Your final review, around a dozen papers will suffice and is probably about right.

1. Your research question is “What predicts psychological ill-health and/or absenteeism in the workplace?”
INTRODUCTION
– Much of this research is undertaken on health-care workers or teachers – you should probably focus on one group of workers only, and on a particular type of ill-health (for example stress or burnout or depression).

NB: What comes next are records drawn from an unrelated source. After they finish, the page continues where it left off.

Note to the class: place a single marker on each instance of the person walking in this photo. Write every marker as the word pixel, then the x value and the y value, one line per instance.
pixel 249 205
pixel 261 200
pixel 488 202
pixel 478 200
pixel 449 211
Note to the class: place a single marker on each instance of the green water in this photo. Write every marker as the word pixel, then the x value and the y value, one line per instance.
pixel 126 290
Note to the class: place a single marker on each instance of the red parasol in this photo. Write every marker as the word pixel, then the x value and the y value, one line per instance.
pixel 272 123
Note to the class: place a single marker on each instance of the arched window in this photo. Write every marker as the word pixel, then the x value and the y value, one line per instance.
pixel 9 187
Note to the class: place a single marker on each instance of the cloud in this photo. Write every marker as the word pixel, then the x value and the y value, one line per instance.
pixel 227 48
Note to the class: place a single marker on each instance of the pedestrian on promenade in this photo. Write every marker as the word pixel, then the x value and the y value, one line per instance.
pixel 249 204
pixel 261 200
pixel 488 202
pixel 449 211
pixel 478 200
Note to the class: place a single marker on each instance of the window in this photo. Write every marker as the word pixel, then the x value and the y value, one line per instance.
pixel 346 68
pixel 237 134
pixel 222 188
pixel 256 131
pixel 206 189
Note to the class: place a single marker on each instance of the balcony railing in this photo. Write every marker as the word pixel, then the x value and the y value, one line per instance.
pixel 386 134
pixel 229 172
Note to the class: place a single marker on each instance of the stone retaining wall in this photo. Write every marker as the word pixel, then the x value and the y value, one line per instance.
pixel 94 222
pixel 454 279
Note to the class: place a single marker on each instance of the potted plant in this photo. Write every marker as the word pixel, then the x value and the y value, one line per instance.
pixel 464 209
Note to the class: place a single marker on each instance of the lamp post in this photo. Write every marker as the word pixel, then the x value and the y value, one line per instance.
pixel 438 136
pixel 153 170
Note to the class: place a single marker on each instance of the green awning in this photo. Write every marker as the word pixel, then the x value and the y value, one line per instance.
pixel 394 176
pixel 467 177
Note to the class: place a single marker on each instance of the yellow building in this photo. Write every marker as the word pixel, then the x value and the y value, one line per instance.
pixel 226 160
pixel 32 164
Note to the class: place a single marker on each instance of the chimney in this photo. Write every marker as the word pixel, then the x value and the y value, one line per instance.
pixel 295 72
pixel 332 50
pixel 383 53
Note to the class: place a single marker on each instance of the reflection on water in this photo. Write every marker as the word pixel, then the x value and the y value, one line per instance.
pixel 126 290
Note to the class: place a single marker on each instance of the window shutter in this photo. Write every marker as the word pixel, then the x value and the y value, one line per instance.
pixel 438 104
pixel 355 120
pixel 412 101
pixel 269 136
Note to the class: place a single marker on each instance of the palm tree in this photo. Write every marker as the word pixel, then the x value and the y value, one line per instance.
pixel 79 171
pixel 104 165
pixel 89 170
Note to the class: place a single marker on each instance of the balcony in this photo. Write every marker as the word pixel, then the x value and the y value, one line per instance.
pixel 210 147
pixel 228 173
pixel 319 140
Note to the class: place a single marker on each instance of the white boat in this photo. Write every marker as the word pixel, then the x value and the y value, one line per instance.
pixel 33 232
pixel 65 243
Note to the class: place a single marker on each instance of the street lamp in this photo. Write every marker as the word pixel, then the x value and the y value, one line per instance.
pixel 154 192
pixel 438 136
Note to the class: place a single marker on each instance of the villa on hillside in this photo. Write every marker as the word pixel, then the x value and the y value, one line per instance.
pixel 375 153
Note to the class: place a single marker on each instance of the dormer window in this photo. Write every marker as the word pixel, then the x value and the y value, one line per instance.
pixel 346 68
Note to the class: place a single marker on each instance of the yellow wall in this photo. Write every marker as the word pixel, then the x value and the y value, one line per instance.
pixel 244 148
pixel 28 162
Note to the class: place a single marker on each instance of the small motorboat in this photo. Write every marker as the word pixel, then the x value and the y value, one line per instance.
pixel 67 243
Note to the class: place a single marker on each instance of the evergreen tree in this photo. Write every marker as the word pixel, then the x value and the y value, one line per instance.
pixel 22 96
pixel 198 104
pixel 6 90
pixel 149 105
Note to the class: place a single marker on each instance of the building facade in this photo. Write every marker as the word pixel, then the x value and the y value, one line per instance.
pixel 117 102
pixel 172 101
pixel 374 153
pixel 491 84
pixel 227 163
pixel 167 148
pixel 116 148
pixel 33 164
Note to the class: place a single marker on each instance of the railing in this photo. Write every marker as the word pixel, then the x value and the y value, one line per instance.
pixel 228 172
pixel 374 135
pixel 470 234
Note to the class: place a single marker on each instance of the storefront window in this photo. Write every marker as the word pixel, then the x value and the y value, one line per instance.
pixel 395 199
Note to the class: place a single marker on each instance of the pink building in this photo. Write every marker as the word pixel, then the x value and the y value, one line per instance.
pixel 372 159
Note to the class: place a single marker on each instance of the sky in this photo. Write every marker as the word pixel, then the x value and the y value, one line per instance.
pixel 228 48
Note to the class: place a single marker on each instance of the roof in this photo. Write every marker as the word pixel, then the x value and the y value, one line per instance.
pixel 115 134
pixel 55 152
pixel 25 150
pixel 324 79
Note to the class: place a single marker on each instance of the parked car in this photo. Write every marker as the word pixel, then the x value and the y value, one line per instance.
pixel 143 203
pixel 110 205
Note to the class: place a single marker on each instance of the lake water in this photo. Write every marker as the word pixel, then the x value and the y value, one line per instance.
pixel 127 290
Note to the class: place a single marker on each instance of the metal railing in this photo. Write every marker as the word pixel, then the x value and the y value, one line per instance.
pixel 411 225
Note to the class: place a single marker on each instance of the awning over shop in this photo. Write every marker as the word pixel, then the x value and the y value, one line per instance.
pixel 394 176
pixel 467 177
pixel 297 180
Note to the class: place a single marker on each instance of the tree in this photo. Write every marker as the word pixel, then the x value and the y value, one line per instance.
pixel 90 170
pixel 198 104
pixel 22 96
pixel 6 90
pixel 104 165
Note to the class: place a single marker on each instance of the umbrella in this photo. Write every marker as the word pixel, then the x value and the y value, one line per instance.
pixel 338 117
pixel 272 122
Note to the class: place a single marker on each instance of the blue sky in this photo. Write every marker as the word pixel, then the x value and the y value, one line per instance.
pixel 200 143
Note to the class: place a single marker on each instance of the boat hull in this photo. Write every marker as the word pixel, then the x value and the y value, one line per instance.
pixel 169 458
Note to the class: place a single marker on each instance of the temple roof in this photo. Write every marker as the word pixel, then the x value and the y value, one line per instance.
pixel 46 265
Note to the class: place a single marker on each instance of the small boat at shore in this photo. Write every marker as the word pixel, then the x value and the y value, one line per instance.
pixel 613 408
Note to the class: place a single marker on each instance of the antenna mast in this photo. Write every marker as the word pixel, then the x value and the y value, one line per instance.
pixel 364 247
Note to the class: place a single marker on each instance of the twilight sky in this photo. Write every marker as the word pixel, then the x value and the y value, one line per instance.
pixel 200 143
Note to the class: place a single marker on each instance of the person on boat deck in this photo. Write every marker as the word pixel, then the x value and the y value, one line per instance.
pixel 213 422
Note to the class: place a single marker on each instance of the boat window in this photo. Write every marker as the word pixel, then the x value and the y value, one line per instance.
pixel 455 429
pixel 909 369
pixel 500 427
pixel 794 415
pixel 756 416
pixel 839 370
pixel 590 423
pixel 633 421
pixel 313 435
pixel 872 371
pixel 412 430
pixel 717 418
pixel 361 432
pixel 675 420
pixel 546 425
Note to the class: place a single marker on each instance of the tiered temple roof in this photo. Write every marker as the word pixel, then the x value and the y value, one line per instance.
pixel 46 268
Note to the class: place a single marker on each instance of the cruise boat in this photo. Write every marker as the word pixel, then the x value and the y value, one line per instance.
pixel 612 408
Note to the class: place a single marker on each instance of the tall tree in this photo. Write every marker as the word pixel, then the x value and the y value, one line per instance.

Identify the published review paper (Michie and Williams, 2003, which covered papers till 1999), and then write your review as an update, covering papers from 2000 onward.

METHODS
Electronic filtering using the database
– Peer-reviewed,
– English language,
– Date,
– Population
– Some aspects of methodology were then used on 2 databases searched: PsychINFO (limits were used to articles published from 2000 onwards), using the search string((SU.exact(“STRESS”) OR ORG.exact(“STRESS”)) AND SU.exact(“OCCUPATIONAL HEALTH”)) which yielded 40 results and PMC (2000 to 2016) using the search string “What predicts psychological ill-health and absenteeism in the workplace?”. The abstracts were then vetted for further exclusion. Duplicate publishing – check for multiple reports of the same data (usually by the same authors so easy to detect)
Each sample/finding should be represented only once
DISCUSS THIS EXPLICITLY

TABLE (SHOULD BE APA FORMATTED)
The table should include the following:
– Study identifier (name, date in short form, e.g. Michie et al. 2003)
– Rows are in alphabetical order by first author
– Participants (n, gender, age, response rate, occupation)
– Design (e.g. wait-list control vs placebo control or cross-sectional vs longitudinal)
– Predictor/IV/intervention
– Outcome/DV
– Results/findings

DISCUSSION
Discuss your findings from the evidence gathered. Limitations can encompass: Many studies measured multiple outcomes
Although all reported positive changes, there may be type I error.
Student self-reports were more likely to change than other outcome measures.
Was this particularly true for studies without active control?
Variable delivery length and expertise
Group level effects and
Publication bias. Make a conclusion based on your findings.

ABSTRACT
not structured (i.e. with subheadings) although some examples do have such an abstract
word limit 150 words – not included in the overall word limit.

The final review and table must include at least six papers – more than 20 is not recommended, 10-12 is ideal. Although I have stipulated 20 references these can be from other sources that may or may not be included in the actual study.